Virginia Stem Owens | posted 9/01/2005



The day my mother was released from the local hospital where she had been treated for a hemorrhagic stroke, we transferred her to the rehab wing of a "skilled nursing facility"(read "nursing home") where physical therapists would work to restore her mobility, coordination, and speech. Medicare would cover 45 days of these treatments.

I had little hope, however, that they could restore my mother's gait, her command of language, or her capacity to reason. Those powers had already dropped away, step by gesture, word by syllable, syllogism by premise, over the past few years.

I knew too that my mother would not be leaving the nursing home at the end of the 45 days. This was not the first stroke she had suffered, only the latest and worst. Their effects, combined with her advanced Parkinson's disease and increasing dementia, made it impossible for my father and me to care for her safely at home any longer.

Before her illness, denial had never been part of my mother's nature. She was a woman who believed in facing up to facts, especially unpleasant ones. Among these was the fact that we all die. She was fond of quoting Psalm 90: The days of our years are threescore years and ten; and if by reason of strength they be fourscore years, yet is their strength labor and sorrow; for it is soon cut off, and we fly away. Ever since she'd attained three score and ten, she'd often professed her willingness to depart this life anytime the call came.

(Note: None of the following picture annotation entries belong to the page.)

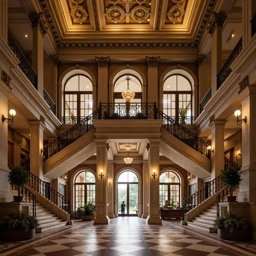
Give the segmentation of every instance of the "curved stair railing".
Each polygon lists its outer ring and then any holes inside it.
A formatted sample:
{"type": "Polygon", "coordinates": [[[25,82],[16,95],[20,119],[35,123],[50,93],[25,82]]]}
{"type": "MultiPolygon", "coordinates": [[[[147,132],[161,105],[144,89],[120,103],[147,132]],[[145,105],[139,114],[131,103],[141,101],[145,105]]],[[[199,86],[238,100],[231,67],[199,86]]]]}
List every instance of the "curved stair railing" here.
{"type": "Polygon", "coordinates": [[[210,145],[204,140],[157,109],[156,119],[163,119],[162,126],[168,132],[207,158],[210,159],[210,151],[208,149],[210,145]]]}
{"type": "MultiPolygon", "coordinates": [[[[238,165],[236,163],[225,157],[224,169],[226,169],[231,166],[236,166],[238,168],[239,167],[238,165]]],[[[219,176],[191,196],[186,199],[183,198],[182,204],[183,220],[186,221],[186,214],[188,211],[196,208],[208,198],[216,193],[222,191],[226,187],[227,187],[224,186],[220,180],[220,176],[219,176]]],[[[219,194],[217,194],[218,195],[219,195],[219,194]]]]}

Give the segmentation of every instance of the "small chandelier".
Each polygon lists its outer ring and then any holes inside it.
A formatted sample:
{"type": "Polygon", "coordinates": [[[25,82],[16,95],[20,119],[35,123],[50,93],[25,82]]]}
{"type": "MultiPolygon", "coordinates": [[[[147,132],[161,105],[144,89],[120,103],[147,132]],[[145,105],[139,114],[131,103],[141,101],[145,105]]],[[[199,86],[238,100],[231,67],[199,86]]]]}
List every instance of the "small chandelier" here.
{"type": "Polygon", "coordinates": [[[132,148],[132,145],[130,145],[129,144],[127,144],[125,146],[125,150],[128,151],[128,157],[125,157],[123,159],[123,161],[126,164],[130,164],[132,163],[132,162],[133,161],[133,158],[132,157],[129,157],[129,151],[131,150],[131,148],[132,148]]]}
{"type": "Polygon", "coordinates": [[[125,78],[125,80],[127,80],[127,90],[122,93],[122,96],[124,99],[130,102],[134,98],[135,93],[129,89],[129,80],[131,80],[131,78],[129,78],[129,75],[127,75],[127,78],[125,78]]]}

She was well on her way to the outer limit of the biblical fourscore years that day I engineered her removal to Fair Acres. Years ago she had taken every precaution to prepare for the day she would fly away, including updating her will and pre-paying for her funeral. But neither of us had prepared for the long slope of physical and mental decline.

My mother had watched both a younger sister and her closest friend die of breast cancer after suffering through agonizing radiation and chemotherapy. "I don't want that," she had told me, long before her own illness overwhelmed her. "It's too much pain for only a few more months of life." She little knew then how long her own private purgatory would last, nor how much pain it would cost.

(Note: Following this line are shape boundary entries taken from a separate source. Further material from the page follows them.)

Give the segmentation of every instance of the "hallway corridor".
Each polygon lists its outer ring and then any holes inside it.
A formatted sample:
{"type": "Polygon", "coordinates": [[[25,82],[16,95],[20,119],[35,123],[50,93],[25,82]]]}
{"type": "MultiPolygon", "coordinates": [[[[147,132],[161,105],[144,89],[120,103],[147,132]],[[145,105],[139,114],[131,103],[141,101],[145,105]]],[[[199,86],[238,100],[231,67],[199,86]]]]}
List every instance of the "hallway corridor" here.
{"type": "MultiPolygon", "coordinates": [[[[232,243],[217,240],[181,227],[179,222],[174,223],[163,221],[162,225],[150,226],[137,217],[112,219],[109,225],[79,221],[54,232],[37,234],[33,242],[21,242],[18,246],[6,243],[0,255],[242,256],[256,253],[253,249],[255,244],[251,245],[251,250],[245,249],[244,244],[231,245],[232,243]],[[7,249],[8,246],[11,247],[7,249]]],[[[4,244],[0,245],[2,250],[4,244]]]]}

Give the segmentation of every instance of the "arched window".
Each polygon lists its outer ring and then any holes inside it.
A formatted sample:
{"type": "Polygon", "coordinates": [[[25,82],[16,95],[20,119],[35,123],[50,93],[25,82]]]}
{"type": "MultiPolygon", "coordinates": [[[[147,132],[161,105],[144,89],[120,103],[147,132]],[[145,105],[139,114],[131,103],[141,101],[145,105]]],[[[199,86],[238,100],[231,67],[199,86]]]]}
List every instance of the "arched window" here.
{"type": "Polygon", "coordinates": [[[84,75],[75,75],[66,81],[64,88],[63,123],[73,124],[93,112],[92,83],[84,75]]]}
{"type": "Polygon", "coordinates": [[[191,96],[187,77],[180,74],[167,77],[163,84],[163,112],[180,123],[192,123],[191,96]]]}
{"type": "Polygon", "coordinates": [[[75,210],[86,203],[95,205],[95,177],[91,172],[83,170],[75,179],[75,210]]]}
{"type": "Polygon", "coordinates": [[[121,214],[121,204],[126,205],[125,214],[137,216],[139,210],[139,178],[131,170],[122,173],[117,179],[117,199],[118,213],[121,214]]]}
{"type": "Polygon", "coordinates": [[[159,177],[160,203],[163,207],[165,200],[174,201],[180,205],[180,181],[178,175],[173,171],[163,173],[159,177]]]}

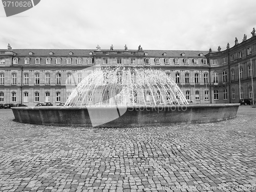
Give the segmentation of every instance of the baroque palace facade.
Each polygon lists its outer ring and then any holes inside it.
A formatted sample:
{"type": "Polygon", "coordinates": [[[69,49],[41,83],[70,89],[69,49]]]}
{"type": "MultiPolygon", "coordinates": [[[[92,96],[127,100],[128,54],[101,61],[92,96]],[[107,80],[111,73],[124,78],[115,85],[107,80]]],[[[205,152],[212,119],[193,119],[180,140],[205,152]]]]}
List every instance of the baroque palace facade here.
{"type": "Polygon", "coordinates": [[[126,45],[122,50],[113,46],[110,50],[98,46],[96,50],[12,49],[9,45],[0,50],[0,103],[32,106],[65,102],[77,83],[99,66],[164,70],[193,103],[238,103],[256,95],[256,36],[252,34],[217,52],[142,50],[140,46],[130,50],[126,45]]]}

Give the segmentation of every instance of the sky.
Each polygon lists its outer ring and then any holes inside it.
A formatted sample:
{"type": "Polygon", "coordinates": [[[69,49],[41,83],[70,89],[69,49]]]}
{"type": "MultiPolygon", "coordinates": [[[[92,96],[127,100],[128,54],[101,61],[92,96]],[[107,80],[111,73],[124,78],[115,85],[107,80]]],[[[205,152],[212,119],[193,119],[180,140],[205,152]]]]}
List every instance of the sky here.
{"type": "Polygon", "coordinates": [[[41,0],[7,17],[0,5],[0,49],[223,51],[251,37],[255,8],[255,0],[41,0]]]}

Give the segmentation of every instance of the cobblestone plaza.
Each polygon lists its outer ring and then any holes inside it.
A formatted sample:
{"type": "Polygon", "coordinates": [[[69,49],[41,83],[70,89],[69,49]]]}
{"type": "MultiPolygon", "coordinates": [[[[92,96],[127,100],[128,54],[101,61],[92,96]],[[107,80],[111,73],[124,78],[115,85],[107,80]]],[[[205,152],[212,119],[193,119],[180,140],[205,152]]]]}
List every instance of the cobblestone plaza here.
{"type": "Polygon", "coordinates": [[[256,108],[224,121],[85,129],[0,110],[3,191],[256,191],[256,108]]]}

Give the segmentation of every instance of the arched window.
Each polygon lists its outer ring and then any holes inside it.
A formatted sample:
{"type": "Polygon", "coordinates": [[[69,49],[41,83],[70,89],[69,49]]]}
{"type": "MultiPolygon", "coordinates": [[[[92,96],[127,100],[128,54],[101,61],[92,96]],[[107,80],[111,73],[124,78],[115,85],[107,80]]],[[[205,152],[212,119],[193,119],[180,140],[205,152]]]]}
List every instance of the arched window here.
{"type": "Polygon", "coordinates": [[[214,90],[214,99],[219,100],[219,91],[217,89],[214,90]]]}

For my mother, death, though an unpleasant fact to be faced, was "natural," and natural was the moral peg on which she hung decisions about her body. She had refused hormone-replacement therapy to alleviate her osteoporosis. To her, estrogen after menopause went against the natural order. A woman's body stops producing estrogen for a reason—so you won't go on having babies beyond your ability to care for them. Keeping her hormones at the level of a 20-year-old's was not in line with what she saw as nature's intent.

My mother had worked for decades as a medical secretary, absorbing whole dictionaries of Latinate terminology, yet "natural" remained a metaphysical issue for her. In her own private lexicon, "natural" referred to the created order, which by and large expresses God's purposes for the world. Health comes from working within that order. We violate its boundaries at our peril. But live long enough, and your bones will thin, your arteries plug up, your pancreas shut down. It's nature's way of showing you the door. Keep asking "what's natural?" long enough, and the answer, eventually, is death.

Facing this fact served my mother well enough for more than seventy years. She had done everything right. She was never overweight, ate a balanced, healthy diet, exercised regularly, took her vitamins, brushed and flossed. This temple of the Holy Ghost had been maintained in topnotch condition. Her only adult illnesses had been colds and flu. Then she developed Parkinson's disease.